Additional Senate bills that are now under committee review by the Assembly to amend existing executive law, will prohibit employers from discriminating against victims of domestic violence in housing and employment. “Stable housing and employment are often important resources a domestic violence victim needs in order to stay safe. Often, abuse victims are up against challenges to finding and maintaining housing when some landlords view them as problem tenants solely because of the violence they suffer at home. And often, victims can’t obtain or maintain employment due to stressful incidents at home, the abuser’s interference with the victim’s ability to perform at work, or their need to access services necessary to be safe from harm,” Addabbo explained.
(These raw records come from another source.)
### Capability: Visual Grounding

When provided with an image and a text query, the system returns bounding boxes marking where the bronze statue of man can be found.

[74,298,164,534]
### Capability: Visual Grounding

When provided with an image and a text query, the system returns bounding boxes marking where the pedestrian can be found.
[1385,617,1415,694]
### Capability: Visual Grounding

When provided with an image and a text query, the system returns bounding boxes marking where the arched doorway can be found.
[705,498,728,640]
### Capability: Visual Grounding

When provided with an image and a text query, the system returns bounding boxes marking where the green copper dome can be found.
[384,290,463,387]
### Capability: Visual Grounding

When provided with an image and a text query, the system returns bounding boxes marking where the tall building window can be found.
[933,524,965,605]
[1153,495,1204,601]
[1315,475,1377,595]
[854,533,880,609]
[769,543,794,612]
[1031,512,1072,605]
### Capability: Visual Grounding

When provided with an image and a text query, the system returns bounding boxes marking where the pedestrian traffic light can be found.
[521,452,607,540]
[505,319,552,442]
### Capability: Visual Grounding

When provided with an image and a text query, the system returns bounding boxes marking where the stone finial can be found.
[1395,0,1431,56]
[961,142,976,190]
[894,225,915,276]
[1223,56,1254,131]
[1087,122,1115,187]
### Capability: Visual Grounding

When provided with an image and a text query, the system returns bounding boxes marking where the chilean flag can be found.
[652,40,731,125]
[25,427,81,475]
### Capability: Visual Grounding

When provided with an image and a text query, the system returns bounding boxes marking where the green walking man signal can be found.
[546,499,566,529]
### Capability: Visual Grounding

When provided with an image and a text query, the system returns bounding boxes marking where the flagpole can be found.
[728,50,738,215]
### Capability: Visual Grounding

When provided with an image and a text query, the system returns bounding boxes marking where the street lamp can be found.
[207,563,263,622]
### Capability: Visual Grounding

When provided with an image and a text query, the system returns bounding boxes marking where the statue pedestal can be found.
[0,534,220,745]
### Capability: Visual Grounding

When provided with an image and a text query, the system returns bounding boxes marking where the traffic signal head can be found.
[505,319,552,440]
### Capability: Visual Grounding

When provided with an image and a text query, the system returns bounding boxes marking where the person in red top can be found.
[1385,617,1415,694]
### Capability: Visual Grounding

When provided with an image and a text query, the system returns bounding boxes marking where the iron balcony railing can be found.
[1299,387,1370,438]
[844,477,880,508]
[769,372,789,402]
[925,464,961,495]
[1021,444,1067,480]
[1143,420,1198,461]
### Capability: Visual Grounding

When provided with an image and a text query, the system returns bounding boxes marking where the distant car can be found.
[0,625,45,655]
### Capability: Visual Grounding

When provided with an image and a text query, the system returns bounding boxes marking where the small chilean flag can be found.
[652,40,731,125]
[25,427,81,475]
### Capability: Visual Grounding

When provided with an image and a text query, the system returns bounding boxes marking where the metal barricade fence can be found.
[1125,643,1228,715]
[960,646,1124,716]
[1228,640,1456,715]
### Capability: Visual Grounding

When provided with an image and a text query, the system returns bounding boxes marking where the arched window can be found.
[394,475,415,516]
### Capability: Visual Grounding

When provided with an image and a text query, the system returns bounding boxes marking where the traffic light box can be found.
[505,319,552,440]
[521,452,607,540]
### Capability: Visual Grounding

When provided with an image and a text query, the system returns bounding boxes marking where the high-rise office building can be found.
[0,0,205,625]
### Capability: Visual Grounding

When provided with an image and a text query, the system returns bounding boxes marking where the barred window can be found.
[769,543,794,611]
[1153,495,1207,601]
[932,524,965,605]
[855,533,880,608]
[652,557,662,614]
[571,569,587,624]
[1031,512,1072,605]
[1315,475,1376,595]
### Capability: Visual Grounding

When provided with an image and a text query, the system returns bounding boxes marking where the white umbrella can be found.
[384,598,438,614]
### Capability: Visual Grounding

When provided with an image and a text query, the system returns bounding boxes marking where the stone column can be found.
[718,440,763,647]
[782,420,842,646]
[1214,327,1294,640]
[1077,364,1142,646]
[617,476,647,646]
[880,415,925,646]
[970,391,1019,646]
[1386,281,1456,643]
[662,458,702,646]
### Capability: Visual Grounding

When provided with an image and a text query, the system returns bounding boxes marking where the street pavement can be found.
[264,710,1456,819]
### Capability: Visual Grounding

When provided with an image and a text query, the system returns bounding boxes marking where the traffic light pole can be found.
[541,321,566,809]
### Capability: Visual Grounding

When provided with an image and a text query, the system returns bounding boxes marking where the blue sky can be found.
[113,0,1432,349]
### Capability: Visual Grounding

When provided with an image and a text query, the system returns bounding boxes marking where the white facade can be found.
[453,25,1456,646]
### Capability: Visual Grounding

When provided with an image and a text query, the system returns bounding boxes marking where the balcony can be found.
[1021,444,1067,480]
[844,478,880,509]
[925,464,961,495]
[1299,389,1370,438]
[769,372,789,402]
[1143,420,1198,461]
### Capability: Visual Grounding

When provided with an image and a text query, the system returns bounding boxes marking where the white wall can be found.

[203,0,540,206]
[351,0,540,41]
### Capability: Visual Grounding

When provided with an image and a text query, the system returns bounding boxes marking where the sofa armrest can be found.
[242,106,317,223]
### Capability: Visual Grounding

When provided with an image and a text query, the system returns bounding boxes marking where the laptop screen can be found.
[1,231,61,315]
By including victims of domestic violence as a protected class in the housing and the employment provisions of the Human Rights Law, the proposed new law will ensure that victims won’t be prevented from getting or keeping a job, merely because they suffer abuse at home. The bill allows employees a reasonable accommodation in taking time off to seek medical attention or counseling or appear in court on matters related to their abuse, including child protective proceedings, unless time off would constitute an undue hardship for the employer. Employers will have the option of requiring such employees to charge this time to accumulated leave credits or, where such leave credits are unavailable, take unpaid leave.
In 1987, the first National Domestic Violence Hotline (http://www.ndvh.org or 1-800-799-SAFE) was initiated. Often, victims of domestic violence are difficult to identify. Warning signs include injuries, absences from work or school, low self-esteem and personality changes.
To learn more about domestic violence, and how to prevent abuse, Senator Addabbo encourages people to visit:
· The New York State Office for the Prevention of Domestic Violence (www.opdv.state.ny.us or 800- 942-6906)
· Safe Horizon (www.safehorizon.org or 212-577-7700)
· The National Coalition Against Domestic Violence (www.ncadv.org or 303-839-1852)
“Help is out there. It is so important that victims, as well as those who know someone who may be abused, know where to turn for assistance,” Senator Addabbo added. “We all play a role in ending domestic violence—whether that means seeking help for yourself, or just paying closer attention to the messages that our loved ones or neighbors may be sending our way.”